Efectivamente, a compreensão e a cooperação entre as religiões empenham-se em grande medida na promoção de um sentido mais clarividente da unicidade de toda a humanidade, contribuindo para erradicar as causas sociais e culturais do terrorismo. De resto, estou convencido de que os líderes religiosos do islão, do cristianismo e do judaísmo devem ocupar a linha de vanguarda, ao condenar o terrorismo e negar aos terroristas qualquer forma de legitimidade religiosa ou moral. O diálogo deve ser promovido como forma de consciência mútua, intercâmbio de patrimónios espirituais e instrumento para uma superação pacífica das diferenças. Este é o único modo de garantir a unidade, assegurar a estabilidade e edificar a democracia, tão ardentemente almejada pela grande Nação que Vossa Excelência representa.

A este mesmo propósito, é-me grato observar o compromisso concreto do seu governo, em ordem a manter a harmonia entre os seguidores das diferentes religiões presentes na Indonésia. Com efeito, o mote representado no brasão nacional Bihneka Tungal Ika, "unidade na diversidade" exprime um importante princípio-guia, enquanto o seu País procura edificar e fortalecer uma sociedade fundamentada nos princípios democráticos da liberdade e da igualdade, independentemente da língua, da tradição étnica, da herança cultural ou da religião. As eleições presidenciais, programadas para o final do corrente ano um momento realmente histórico para a Indonésia oferecem uma excelente oportunidade para reforçar estes princípios nas instituições democráticas do País e para fomentar a plena participação de todos os cidadãos na vida pública da Nação. Este clima político pode demonstrar-se também como um grandioso benefício para a transformação permanente da sociedade indonésia, enquanto se realizam esforços em vista de eliminar a corrupção e de assegurar que sejam respeitados os direitos humanos de todos os cidadãos, de forma especial dos que pertencem às minorias étnicas e religiosas.

Por sua vez, a Igreja católica contribui activamente para a continuação do programa nacional de desenvolvimento de estruturas capazes de satisfazer as expectativas e as aspirações de todos os povos do arquipélago. O seu papel no campo da educação é de importância particular: embora os católicos representem apenas uma pequena porção do total da população, eles desenvolveram um sistema escolar abrangente e eficaz. O compromisso em prol da tolerância religiosa e do princípio fundamental da liberdade religiosa permite que a Igreja ofereça uma contribuição inestimável para a vida do País. Formulo votos a fim de que o Governo continue a assisti-lo no cumprimento da sua missão, respeitando a identidade católica das suas escolas e actividades educativas.

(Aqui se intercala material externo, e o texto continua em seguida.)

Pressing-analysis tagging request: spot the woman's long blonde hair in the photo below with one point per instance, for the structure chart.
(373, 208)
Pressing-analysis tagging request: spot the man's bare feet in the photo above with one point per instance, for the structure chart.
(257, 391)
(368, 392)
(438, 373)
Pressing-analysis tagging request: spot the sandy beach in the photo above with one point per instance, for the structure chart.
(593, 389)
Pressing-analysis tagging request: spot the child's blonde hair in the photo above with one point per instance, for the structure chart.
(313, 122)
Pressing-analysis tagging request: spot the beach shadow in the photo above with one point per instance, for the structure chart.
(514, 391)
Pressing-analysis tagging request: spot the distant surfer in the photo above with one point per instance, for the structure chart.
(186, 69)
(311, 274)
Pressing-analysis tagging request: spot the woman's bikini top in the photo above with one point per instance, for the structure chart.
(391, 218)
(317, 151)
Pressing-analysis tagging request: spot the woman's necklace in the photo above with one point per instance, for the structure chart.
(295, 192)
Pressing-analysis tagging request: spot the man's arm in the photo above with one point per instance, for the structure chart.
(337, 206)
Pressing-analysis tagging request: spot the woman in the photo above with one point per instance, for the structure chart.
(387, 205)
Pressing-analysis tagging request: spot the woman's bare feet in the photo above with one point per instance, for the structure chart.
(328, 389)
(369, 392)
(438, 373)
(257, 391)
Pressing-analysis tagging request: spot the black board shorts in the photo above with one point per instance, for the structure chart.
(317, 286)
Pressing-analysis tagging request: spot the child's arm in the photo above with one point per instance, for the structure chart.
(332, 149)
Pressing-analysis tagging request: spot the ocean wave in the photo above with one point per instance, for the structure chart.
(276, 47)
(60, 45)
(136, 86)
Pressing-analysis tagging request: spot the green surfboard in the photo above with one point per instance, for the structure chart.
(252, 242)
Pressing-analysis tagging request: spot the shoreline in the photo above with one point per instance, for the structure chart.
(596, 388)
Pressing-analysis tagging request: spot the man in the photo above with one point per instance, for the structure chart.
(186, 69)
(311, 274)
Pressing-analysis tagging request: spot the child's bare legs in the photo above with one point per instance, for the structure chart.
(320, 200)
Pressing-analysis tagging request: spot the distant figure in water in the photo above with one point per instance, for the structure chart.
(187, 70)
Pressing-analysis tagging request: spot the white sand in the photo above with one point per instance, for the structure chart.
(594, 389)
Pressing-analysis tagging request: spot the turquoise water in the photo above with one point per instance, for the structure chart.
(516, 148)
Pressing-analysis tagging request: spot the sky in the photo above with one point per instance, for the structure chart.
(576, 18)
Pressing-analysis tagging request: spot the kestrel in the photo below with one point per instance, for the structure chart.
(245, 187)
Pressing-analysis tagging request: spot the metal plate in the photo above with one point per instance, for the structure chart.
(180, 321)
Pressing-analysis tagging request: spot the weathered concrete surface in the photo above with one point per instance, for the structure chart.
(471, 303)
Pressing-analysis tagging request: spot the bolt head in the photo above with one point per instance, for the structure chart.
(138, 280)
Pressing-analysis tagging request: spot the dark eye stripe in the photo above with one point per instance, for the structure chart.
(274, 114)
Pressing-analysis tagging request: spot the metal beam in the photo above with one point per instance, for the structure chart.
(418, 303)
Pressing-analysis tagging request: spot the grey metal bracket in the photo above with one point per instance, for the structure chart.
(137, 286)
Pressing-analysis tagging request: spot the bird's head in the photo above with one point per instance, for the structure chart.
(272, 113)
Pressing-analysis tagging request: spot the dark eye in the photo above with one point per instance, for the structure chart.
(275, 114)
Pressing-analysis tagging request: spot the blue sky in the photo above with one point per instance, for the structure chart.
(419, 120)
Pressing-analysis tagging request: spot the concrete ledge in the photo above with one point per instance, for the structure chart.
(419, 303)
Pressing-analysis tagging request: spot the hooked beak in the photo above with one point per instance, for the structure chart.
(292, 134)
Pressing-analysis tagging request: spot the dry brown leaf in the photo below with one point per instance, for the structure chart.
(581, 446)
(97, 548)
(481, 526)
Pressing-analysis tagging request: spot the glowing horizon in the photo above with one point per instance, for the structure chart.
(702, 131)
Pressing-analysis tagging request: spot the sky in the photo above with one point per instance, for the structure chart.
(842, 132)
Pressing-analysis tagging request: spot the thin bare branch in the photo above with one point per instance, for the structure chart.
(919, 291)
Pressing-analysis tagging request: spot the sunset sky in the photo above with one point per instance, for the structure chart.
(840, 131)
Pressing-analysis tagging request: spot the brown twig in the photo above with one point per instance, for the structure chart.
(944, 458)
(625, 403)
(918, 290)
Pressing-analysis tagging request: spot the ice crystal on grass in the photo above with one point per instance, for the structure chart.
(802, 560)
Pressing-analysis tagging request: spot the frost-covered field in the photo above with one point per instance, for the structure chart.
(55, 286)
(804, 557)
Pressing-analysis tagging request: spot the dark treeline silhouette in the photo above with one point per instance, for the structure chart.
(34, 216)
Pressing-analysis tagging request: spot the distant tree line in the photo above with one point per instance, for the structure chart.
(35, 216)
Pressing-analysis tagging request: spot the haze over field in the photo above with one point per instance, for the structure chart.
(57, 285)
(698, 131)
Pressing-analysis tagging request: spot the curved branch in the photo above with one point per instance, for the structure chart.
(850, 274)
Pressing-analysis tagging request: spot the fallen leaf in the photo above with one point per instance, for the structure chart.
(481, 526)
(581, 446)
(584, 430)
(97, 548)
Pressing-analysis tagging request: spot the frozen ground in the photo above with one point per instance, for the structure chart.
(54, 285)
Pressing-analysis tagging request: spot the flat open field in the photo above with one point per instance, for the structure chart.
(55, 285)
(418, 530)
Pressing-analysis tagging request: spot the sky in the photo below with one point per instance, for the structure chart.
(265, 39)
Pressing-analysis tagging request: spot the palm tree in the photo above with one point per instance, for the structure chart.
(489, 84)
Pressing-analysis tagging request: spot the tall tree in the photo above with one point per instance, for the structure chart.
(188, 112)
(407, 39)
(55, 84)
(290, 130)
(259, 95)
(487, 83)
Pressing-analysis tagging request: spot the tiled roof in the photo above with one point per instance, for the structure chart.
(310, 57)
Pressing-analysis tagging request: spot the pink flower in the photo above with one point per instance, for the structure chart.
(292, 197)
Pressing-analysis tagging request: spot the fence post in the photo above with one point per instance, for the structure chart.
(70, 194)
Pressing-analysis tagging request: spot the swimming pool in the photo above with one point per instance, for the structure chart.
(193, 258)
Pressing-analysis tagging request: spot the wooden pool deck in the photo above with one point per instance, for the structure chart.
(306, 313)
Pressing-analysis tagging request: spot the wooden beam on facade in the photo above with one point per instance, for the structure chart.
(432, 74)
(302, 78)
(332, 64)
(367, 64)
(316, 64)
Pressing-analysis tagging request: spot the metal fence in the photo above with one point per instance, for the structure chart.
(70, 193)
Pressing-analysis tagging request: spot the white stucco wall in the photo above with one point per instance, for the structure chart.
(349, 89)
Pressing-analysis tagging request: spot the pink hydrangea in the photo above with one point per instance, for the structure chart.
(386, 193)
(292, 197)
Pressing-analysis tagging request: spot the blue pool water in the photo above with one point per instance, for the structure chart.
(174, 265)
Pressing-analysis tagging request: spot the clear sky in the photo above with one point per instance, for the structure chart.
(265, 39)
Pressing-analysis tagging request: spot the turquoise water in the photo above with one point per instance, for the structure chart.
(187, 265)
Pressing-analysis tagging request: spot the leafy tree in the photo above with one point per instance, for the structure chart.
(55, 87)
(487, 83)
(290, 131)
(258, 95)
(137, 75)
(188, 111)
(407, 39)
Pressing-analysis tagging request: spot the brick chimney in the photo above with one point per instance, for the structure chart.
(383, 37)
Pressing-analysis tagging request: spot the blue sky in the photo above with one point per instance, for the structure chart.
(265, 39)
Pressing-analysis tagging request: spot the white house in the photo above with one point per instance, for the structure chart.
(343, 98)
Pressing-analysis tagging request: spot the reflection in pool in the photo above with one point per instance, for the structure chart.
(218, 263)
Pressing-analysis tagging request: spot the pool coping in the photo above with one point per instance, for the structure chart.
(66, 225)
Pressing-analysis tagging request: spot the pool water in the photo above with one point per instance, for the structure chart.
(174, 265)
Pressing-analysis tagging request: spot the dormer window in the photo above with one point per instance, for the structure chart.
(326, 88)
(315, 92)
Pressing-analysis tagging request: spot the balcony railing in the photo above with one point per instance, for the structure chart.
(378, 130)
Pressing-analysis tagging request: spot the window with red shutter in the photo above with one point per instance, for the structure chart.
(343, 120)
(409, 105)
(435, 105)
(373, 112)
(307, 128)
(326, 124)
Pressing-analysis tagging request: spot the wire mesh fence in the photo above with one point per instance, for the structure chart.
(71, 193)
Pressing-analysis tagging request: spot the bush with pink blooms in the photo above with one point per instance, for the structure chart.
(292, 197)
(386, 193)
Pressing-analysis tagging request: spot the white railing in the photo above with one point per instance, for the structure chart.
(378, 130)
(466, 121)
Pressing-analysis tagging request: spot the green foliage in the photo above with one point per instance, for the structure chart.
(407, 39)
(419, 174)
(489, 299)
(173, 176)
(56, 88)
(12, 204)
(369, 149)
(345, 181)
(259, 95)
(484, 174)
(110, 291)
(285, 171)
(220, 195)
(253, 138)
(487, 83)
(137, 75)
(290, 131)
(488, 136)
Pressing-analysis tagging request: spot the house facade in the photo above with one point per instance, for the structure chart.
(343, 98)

Senhor Embaixador, estou convicto de que a sua missão fortalecerá ainda mais os vínculos de compreensão e de amizade já existentes entre nós. Vossa Excelência pode ter a certeza de que a Santa Sé continuará a ser um parceiro comprometido do seu País, enquanto ele procura fazer progredir o seu próprio desenvolvimento e a fortalecer a estabilidade e a paz na Ásia e no seio da comunidade mais vasta das nações. Sobre Vossa Excelência e o querido povo da República da Indonésia, invoco cordialmente as abundantes bênçãos de Deus Todo-Poderoso.